This repair highlights a couple of issues that are important to pass on;
1.) For new builders, you need to understand that most seat tube stock IS NOT prepared to be slotted into a frame and built off of. The majority of standard tubes are too light in wall thickness to support the stress of a leveraging seat post and the mechanical weakening that comes with slotting. You must address the problem by one of three options; using an externally butted seat tube designed with a thicker wall for the post insertion butt, using an external sleeve that is brazed over the seat tube and then built off of ala early Groves/Ritcheys etc, or turning down an internal sleeve that is pressed into the seat tube to provide additional strength. Without it, you will most certainly develop a lateral crack extending from the slot around the tube much like this example.
2.) If you are going to perform a repair, do it right. When this frame cracked, a repair was attempted to correct the situation, obviously by a builder who has little experience/understanding of mechanical stresses and how to address them. In this case, the lateral crack from the seat tube slot was simply brazed over top of with silver, a band aid to please the customer for the moment and obviously not for the long term as no attempt was made to limit the extension of the problem or to support it for future use.
With the paint off, here you can see the crack has extended through the silver patch...

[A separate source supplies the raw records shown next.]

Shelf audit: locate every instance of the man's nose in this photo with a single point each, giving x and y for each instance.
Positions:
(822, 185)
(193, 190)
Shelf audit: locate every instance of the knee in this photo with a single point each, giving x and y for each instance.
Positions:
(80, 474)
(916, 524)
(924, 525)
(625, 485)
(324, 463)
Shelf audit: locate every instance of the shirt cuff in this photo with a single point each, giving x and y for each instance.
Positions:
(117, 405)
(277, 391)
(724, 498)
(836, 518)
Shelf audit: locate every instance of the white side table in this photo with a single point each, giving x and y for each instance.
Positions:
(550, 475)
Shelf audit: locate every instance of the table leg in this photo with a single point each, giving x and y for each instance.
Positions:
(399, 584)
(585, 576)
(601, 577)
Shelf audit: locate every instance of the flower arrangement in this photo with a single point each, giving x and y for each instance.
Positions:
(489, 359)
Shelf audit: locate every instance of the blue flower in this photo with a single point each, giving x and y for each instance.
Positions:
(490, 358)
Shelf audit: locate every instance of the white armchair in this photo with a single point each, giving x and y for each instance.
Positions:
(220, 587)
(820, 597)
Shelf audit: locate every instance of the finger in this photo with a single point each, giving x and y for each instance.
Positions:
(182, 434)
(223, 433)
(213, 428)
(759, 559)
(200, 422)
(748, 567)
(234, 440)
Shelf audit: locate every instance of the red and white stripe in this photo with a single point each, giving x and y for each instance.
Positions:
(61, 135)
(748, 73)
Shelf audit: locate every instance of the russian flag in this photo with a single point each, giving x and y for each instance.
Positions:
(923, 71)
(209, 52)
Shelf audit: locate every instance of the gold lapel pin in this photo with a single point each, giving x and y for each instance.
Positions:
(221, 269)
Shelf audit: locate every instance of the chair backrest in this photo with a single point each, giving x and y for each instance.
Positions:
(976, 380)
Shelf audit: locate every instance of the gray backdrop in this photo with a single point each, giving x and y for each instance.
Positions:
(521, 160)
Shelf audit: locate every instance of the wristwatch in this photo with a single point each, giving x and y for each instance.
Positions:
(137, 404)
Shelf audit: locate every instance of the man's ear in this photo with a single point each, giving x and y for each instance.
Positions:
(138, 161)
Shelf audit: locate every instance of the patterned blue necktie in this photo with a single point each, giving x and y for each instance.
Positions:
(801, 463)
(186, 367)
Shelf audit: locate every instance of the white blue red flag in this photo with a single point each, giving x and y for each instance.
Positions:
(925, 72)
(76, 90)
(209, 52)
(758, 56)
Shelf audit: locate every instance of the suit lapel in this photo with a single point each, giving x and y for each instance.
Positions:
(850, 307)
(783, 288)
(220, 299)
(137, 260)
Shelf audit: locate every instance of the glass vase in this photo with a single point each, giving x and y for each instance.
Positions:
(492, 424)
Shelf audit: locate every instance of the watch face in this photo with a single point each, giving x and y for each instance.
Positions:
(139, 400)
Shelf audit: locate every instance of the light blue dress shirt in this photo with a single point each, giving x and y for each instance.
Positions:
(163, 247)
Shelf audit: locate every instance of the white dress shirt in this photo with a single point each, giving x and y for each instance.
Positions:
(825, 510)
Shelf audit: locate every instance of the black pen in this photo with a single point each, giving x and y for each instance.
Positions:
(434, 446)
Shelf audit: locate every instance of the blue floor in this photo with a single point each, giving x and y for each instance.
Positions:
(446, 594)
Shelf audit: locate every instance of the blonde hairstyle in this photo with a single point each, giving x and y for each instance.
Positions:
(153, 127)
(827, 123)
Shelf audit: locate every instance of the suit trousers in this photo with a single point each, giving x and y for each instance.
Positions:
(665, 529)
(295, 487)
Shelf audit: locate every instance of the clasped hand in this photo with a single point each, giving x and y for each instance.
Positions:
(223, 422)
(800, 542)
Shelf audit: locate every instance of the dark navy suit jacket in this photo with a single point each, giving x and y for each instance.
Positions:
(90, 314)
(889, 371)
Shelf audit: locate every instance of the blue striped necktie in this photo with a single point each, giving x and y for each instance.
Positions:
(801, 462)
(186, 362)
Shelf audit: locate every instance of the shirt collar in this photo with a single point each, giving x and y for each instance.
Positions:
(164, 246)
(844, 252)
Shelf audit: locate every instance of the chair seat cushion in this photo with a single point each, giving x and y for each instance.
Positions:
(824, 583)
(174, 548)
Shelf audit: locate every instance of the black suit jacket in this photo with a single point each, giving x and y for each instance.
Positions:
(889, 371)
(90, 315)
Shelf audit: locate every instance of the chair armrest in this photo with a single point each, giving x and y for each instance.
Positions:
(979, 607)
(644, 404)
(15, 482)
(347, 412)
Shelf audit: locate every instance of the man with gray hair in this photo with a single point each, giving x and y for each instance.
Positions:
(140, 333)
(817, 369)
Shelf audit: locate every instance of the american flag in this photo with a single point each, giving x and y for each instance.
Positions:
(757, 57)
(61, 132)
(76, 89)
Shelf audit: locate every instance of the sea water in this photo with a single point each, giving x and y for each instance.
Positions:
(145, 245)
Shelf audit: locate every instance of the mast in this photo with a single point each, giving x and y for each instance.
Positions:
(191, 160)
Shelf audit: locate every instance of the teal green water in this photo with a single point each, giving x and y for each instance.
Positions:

The game plan for this repair is to remove the poor silver patch, clean up the tube, fabricate an internal sleeve to improve the tubes ability to sustain the stresses of riding, and then to limit and clean up the cracked area.
I started off by cutting off the seat tube top as close to the top tube as I was comfortable with, keeping the cut straight and parallel. I also removed all the silver patch that was applied and drilled out the end of the crack to stop it's forward progression. In progress in this pic...
Using a machinists square and a file, I then worked around the tube insuring all aspects were as flat as possible.
I then cleaned up the inside of the tubing with a bit of a barrel sander, lightly applying pressure so as to keep the ID constant.
I then got to work on the new sleeve insert, cutting the selected tubing in the cold saw. As this repair will rely on an internal sleeve, I has to choose a piece of tubing that would allow me to keep the OD the same as the original seat tube, have a great enough wall thickness to turn down the wall for the insertion portion so that it still adds strength to the section, and have an ID that will accept a current seat post size...quite a few variables to consider.
Once cut to rough length, the sleeve is squared and deburred in the lathe, then I began to turn down the OD to fit the ID of the seat tube...
Here you can see a quick dry fit to insure I have the tolerances correct before pressing into place...
The piece is then taken out, everything chemically cleaned then pressed into place...
A thorough cleaning to get rid of the balance of the mill scale, a wipe with acetone again, and it's time to weld the two pieces together.
I then drilled and slotted the front aspect of the extension for the compression duties. I am a firm believer in slotting the front of the tube. Why you ask? Well, it never made any sense to me to place the weakest point of the tube, the slot, at the rear of the tube where a majority of the stress from the seat post leverage was concentrated. By moving it around to the front, it allows a uniform dispersal of stress in the rear of the tube.
Some of you may ask why I did not slot the extension prior to pressing it into the tube, an act that would have been easier outside of the frame. Well, I've been caught once or twice having the insert turn just a skoosh when pressing into the frame and then been stuck with aligning the slot, no small task with the pressure fit of the sleeve.
Something to watch out for if attempting this type of repair, you must have good heat control with your tig torch so as not to burn through and cause irregularities inside the seat tube that will cause interference with your seatpost. Tig bead is a bear to try and ream out, so control is the name of the game. Here you can see just a slight heat shadow on the inside...no distortion present.
With the sleeve in place, some cosmetic work is next. I had ground off the silver and the slot reinforcement. There was, however, too much residual silver to fill it with the tig torch without contamination, so I then laid down some 56%, allowing it to float and smooth over the top as well as drawing it down into the crack and in between the tube and the insert, further fortifying the area while making it look visually presentable.
The silver and sleeve was then filed smooth so that the repair becomes invisible, looking original once under paint.
This guy is getting a nice metallic lapis illusion powder coat, then it'll be off to Michael for hanging of parts.
I'll be out of the shop Monday and Tuesday for some personal reasons, looking to be back at ya on Wednesday.